FERC noted that it has previously ruled that power purchase agreements be backed by verifiable capacity in order to serve as capacity resources. It pointed to a 2008 order in which it said it did not consider a market participant’s statements “to be sufficient to constitute verification” and required that MISO be given a copy of a PPA to verify the capacity backing the agreement. The commission said SPP’s proposal lacked such requirements.

“As such, SPP’s proposal fails to ensure that LREs that rely on power purchase agreements are providing sufficient capacity to meet their net peak demand plus planning reserve margin on the same basis as LREs that self-supply their own capacity, and therefore could result in unjust, unreasonable and unduly discriminatory determinations of deficiencies and assessments of deficiency payments,” FERC said.

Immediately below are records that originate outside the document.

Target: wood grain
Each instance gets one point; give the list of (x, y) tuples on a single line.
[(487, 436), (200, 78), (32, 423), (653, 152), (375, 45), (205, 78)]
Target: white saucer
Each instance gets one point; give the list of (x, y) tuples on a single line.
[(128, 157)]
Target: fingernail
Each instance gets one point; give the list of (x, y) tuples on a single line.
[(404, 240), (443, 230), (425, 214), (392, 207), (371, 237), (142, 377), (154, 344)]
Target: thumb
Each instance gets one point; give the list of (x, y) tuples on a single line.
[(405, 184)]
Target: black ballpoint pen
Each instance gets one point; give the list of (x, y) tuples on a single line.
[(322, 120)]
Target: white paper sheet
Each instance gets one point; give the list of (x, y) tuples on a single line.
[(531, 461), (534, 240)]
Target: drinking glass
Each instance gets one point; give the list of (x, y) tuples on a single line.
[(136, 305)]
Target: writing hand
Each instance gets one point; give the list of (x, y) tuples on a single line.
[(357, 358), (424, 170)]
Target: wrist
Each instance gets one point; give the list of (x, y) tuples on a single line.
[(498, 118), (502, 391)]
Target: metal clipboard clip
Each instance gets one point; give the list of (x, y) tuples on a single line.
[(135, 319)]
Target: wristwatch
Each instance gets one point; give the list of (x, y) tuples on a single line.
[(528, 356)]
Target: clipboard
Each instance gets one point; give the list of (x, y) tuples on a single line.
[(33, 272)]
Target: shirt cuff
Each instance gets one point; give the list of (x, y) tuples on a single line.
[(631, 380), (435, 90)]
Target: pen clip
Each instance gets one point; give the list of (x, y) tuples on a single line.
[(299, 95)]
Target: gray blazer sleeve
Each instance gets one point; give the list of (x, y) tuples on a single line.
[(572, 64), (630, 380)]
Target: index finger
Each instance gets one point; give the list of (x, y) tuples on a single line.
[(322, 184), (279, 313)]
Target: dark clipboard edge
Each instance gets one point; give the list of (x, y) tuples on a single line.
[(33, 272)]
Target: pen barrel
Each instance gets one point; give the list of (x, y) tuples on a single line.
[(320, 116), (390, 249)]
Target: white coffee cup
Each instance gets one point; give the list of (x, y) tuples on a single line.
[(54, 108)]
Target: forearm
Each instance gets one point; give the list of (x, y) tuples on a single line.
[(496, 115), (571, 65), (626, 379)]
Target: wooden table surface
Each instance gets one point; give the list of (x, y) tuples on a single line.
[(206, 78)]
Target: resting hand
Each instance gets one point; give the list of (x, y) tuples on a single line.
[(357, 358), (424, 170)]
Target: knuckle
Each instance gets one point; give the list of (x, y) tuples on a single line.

The commission also said SPP’s proposed treatment of firm power purchases and sales in determining net peak demand could result in undue discrimination. It pointed to intervenors’ arguments that if the purchaser under the contract is an LRE located in SPP, but the seller is an entity located outside the footprint, then no entity would have the obligation to demonstrate to the RTO that there is sufficient capacity and planning reserves to meet the load in SPP served by the firm power contract. It said that LREs that purchase from an external seller should be responsible for meeting SPP’s RAR for the load served by the purchase.

FERC also found that SPP did not show that its proposal to post publicly which LREs have not met their RAR to be just and reasonable, and said that SPP failed to provide justification for “creating a new information asymmetry between deficient LREs and potential sellers of capacity.”

The commission noted that SPP’s market for bilateral capacity is “relatively net long” compared to the 12% reserve margin.

“As the amount of uncommitted capacity and the number of potential sellers shrink over this period, concerns over the potential exercise of market power could arise,” FERC said.